Zhang Jiuhan (张九汉; born January 1950) is a retired Chinese politician. He served as Vice Chairman of the Jiangsu Provincial Committee of the Chinese People's Political Consultative Conference (CPPCC).

== Biography ==
Zhang was born in Jiangdu, Jiangsu Province, in January 1950. He joined the Chinese Communist Party (CCP) in March 1972 and entered the workforce in July 1970. He graduated from Jiangsu Agricultural College with a major in agronomy and later pursued postgraduate studies at the Central Party School, specializing in scientific socialism. In his early career, Zhang worked at the Laoshan Forest Farm in Nanjing and later served as a worker and youth league cadre at the Jiangsu “May 7th” Cadre School Crystal Silicon Factory and Qiaotou Farm. From 1973 to 1977, he studied agronomy at Jiangsu Agricultural College. After graduation, he was assigned to the Jiangsu Provincial Department of Agriculture and Forestry, where he worked in various offices. Between April and October 1980, he was sent to Aichi Prefecture, Japan, for training in agricultural modernization and facility cultivation techniques.

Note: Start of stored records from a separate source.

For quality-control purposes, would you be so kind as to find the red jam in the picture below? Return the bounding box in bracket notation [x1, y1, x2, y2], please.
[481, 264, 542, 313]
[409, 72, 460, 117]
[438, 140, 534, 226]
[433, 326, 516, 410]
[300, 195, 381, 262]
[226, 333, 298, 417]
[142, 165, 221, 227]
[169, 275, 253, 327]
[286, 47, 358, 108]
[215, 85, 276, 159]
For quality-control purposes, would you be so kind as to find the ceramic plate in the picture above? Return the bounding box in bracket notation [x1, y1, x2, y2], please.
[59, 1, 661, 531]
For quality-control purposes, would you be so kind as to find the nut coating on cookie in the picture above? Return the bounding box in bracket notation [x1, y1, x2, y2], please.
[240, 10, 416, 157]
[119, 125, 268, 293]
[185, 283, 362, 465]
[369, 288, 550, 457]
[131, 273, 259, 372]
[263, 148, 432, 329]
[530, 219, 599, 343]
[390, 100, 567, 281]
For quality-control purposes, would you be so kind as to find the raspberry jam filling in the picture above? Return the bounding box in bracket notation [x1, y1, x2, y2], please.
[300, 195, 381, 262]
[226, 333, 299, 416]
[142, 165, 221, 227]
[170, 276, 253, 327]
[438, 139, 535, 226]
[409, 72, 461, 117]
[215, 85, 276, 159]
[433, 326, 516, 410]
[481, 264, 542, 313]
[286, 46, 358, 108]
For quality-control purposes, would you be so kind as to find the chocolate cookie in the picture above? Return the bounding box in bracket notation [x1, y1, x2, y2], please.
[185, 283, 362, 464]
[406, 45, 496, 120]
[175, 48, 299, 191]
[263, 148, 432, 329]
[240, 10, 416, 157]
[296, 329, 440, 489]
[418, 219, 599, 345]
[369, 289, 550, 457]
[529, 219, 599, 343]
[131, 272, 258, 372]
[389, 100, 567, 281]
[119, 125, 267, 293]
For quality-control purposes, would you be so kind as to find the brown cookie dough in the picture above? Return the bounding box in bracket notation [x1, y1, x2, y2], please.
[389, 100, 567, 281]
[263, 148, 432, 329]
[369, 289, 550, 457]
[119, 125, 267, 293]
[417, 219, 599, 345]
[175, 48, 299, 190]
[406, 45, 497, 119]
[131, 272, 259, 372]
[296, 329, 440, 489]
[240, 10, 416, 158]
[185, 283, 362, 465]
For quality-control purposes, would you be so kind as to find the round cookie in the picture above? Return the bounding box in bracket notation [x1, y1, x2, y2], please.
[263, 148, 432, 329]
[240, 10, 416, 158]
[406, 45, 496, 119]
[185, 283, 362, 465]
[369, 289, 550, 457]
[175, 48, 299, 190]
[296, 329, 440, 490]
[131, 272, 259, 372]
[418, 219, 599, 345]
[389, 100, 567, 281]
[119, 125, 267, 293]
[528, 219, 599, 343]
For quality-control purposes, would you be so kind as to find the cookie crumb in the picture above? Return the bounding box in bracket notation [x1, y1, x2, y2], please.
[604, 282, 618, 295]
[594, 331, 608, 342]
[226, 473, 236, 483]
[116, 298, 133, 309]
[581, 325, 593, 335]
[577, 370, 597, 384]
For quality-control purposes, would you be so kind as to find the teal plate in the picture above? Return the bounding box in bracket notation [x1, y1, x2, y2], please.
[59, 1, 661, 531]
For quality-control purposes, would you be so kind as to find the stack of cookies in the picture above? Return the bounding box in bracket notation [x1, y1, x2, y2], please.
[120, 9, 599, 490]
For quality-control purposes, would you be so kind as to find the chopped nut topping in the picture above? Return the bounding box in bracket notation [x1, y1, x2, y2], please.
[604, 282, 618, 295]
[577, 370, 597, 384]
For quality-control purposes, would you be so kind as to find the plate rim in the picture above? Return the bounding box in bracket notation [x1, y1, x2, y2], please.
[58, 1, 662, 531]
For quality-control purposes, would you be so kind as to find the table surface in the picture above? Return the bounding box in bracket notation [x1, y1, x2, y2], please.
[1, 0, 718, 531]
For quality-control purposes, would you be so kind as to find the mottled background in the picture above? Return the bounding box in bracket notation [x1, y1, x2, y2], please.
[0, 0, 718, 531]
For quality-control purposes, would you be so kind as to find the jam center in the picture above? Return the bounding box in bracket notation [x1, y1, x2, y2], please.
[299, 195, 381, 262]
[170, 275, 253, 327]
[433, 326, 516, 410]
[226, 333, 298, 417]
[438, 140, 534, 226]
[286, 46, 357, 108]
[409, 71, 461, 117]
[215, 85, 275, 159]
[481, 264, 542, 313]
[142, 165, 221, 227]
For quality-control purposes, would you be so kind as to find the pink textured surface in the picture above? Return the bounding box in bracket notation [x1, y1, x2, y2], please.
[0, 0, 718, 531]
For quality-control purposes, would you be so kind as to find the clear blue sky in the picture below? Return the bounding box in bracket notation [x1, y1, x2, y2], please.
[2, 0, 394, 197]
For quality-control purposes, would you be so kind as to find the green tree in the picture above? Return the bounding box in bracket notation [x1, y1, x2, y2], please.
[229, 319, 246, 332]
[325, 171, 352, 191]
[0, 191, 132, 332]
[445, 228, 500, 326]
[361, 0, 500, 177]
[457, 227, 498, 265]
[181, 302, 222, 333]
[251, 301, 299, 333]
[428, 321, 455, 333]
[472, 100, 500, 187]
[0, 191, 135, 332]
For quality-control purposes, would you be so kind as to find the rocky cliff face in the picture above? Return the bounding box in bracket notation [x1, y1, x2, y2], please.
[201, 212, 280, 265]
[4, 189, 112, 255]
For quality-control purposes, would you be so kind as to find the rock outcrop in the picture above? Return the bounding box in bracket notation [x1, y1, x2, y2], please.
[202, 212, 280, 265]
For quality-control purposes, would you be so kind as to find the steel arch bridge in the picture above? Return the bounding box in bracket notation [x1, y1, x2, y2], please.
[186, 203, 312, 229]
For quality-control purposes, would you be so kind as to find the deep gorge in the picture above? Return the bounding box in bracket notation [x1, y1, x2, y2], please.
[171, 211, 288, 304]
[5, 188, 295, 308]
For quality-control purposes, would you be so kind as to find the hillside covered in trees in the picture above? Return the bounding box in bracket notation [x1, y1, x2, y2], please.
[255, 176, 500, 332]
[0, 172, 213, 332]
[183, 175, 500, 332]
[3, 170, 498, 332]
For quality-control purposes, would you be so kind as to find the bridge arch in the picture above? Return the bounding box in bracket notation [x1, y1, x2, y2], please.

Zhang rose through the provincial agricultural system, serving as deputy director of the personnel department, then as director of the Agricultural Bureau of Jiangsu Province and deputy director of the Provincial Agricultural Technology Extension Center. From 1986 to 1987, he held a concurrent post as deputy party secretary of Jiangdu. In January 1990, he became deputy secretary of the Communist Youth League Jiangsu Provincial Committee.

In the 1990s, Zhang served as deputy director of the Jiangsu Provincial Planning and Economic Commission and later returned to the provincial Department of Agriculture and Forestry as director and party secretary. From 1997, he concurrently served as head of the Jiangsu Provincial Rural Work Department and director of the Provincial Rural Development Research Center. In August 2001, he was appointed party secretary of Yancheng and subsequently also served as chairman of the Yancheng Municipal People's Congress Standing Committee.

In January 2006, Zhang was promoted to vice governor of Jiangsu Province and became a member of the provincial government's party leadership group. In January 2008, he was elected vice chairman of the Jiangsu Provincial Committee of the Chinese People's Political Consultative Conference and later served as its deputy party secretary.

Zhang was a delegate to the 16th National Congress of the Chinese Communist Party, a member of the 11th Jiangsu Provincial Party Committee, a delegate to the 10th Jiangsu Provincial People's Congress, and a standing committee member of the 10th Jiangsu Provincial Committee of the CPPCC.